Veteran Roy Welland was recently interviewed for the Coconuts Yangon website.
“She was like an angel to us. I was quite lucky. I got a space at the show, almost at the front. I stood there and thought of home instantly.”
Veteran Frederick Weidman recalled her performance in Burma on a “hot steamy evening in 1944” when hundreds of troops watched a “tall, fair-haired girl” singing on a “makeshift stage” beside an old piano.
“She tried to leave the stage but the men were clapping and cheering. She sang three more songs but still they went on cheering. She started to sing again but whenever she tried to stop they yelled the name of another tune. She sang until her make-up was running in dark furrows down her cheeks, until her dress was wet with sweat, until her voice had become a croak.”
— LEAVE.EU (@LeaveEUOfficial) March 20, 2017
The day after peace in Europe was declared, Vera Lynn again went abroad.
“They phoned me up and sent me to Germany to sing for the troops who had liberated the concentration camps.
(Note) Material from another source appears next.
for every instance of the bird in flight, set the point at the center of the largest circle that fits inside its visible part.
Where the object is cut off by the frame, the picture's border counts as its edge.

They took me around the ovens. I saw the gas chambers. They were like a row of garages with steel doors. No birds were flying. They said the gas was still in the air.”
The Independent reported that Dame Vera Lynn has never revealed her political predilections: she sang for the whole country, regardless of ideology or party.
Vera Lynn was born Vera Welch in East Ham in 1917, and she began performing at 7-years-old and released her first hit, “We’ll Meet Again,” in 1939. Her radio show was broadcast throughout Britain and into Europe, and she toured military camps around the world, especially in Burma.
She was extremely brave, facing some of the worst fightings the British military saw during the war because she was determined to boost the morale of Britain’s troops.
“I reminded them of their sisters, their sweethearts, and their wives they had left behind, and what they were fighting for.”
Dame Vera’s music is loved universally, and the history of her music reminds the world that people really do have more in common than what divides them. Dame Vera Lynn represents the very best of Britain, and she can best be honored by living up to the example she set. From all the millions of people who listen to her beautiful vocals and sing along to her unifying optimistic songs, have a very Happy Birthday, Dame Vera Lynn!